Kelsey and I were having a little impromptu staring contest. I blinked first, on purpose, and she looked momentarily triumphant.

“But you started it, Dylan,” Kelsey said. “You told us we were jealous when we were just trying to protect you from that douchenozzle. And then you ignored us, your best friends. It was like we didn’t exist. Seeing you walk through the halls with him was like … like … it was really awful.”

There was pain in her voice. And since Kelsey was not the type to ever show pain if she could help it, I knew it was a big deal. She meant it.

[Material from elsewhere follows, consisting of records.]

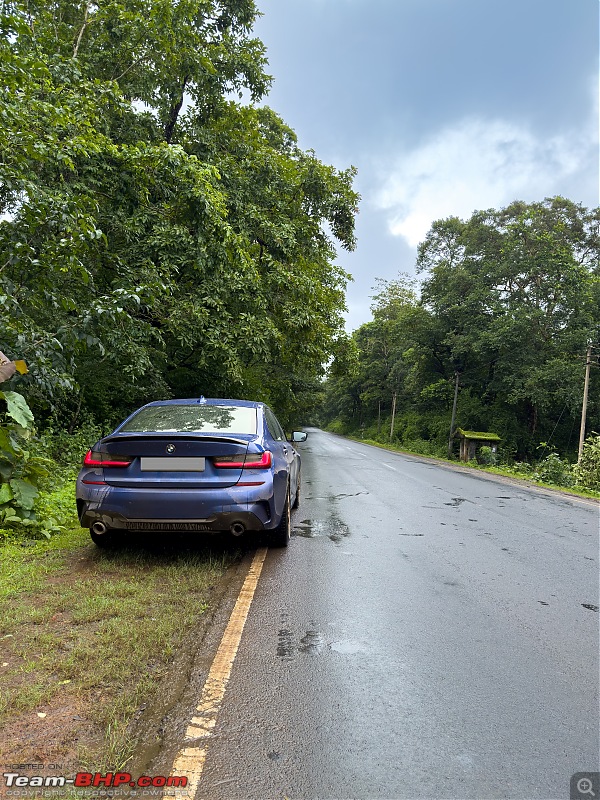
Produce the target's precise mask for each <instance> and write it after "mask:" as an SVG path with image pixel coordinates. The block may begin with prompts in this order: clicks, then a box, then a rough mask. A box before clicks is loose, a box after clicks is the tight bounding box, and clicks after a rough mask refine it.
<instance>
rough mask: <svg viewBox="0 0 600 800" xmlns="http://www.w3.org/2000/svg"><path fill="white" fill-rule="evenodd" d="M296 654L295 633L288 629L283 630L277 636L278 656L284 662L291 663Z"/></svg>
mask: <svg viewBox="0 0 600 800" xmlns="http://www.w3.org/2000/svg"><path fill="white" fill-rule="evenodd" d="M295 652H296V646H295V645H294V635H293V633H292V632H291V631H290V630H288V629H287V628H282V629H281V630H280V631H279V633H278V634H277V655H278V656H279V657H280V658H283V660H284V661H291V660H292V658H293V657H294V654H295Z"/></svg>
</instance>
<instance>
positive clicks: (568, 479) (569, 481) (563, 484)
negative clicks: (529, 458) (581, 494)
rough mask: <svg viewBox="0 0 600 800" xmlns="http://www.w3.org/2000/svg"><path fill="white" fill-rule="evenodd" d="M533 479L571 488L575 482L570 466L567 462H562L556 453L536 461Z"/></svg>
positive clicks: (560, 457)
mask: <svg viewBox="0 0 600 800" xmlns="http://www.w3.org/2000/svg"><path fill="white" fill-rule="evenodd" d="M533 478H534V479H535V480H538V481H542V482H544V483H555V484H557V485H558V486H573V484H574V482H575V480H574V477H573V474H572V472H571V465H570V464H569V462H568V461H563V460H562V459H561V457H560V456H559V455H558V453H550V454H549V455H547V456H546V458H544V459H542V460H541V461H538V463H537V464H536V466H535V471H534V473H533Z"/></svg>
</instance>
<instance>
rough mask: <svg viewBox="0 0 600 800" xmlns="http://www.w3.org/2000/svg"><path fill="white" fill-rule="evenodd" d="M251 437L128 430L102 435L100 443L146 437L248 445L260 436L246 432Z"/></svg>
mask: <svg viewBox="0 0 600 800" xmlns="http://www.w3.org/2000/svg"><path fill="white" fill-rule="evenodd" d="M246 435H247V436H248V437H249V438H248V439H241V438H237V437H235V436H217V435H214V434H207V433H199V432H198V433H195V432H187V431H132V432H129V431H127V432H126V433H110V434H108V436H104V437H102V439H100V441H99V444H112V443H115V442H122V441H124V440H126V439H131V440H133V441H135V440H136V439H141V438H146V439H191V440H194V439H195V440H197V441H204V442H230V443H232V444H243V445H245V446H246V447H248V445H249V444H250V442H252V441H253V440H256V439H257V438H258V437H257V436H256V434H253V433H249V434H246Z"/></svg>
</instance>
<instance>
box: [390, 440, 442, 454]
mask: <svg viewBox="0 0 600 800" xmlns="http://www.w3.org/2000/svg"><path fill="white" fill-rule="evenodd" d="M401 446H402V447H404V448H406V449H407V450H410V451H411V452H413V453H420V454H421V455H424V456H437V457H445V456H446V452H445V451H444V450H443V448H440V446H439V445H438V444H437V442H431V441H429V440H428V439H408V440H404V441H403V442H402V445H401Z"/></svg>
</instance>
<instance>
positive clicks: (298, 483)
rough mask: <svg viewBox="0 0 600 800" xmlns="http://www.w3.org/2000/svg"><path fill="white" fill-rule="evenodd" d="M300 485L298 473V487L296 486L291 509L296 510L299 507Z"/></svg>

My first instinct was still to get defensive. To declare they hadn’t been supportive of me, and that they’d totally deserted me in my hour of need. An irrational part of me was still feeling betrayed and in pain and wanted to take it out on them, wanted to make them feel guilty about what had happened.

Then another part of me spoke, with something that sounded like Abigail’s voice.
Forgive.

I thought of all the times the three of us had stood up for each other, when we were our indestructible little force to be reckoned with. I thought about what Amanda had said, the covert ways they’d stuck up for me that I hadn’t even known about.

And I thought of Abigail, out in that garden, thinking she had no friends and no choices. And here I was, with all the choices in the world. And with friends who loved me and had my back, even when I’d been convinced I was alone.

I swallowed hard. “You’re right,” I told Kelsey. “You were just trying to protect me, and I blew you off. And I was too stubborn to back down, even when it was obvious he was indeed a … douche.”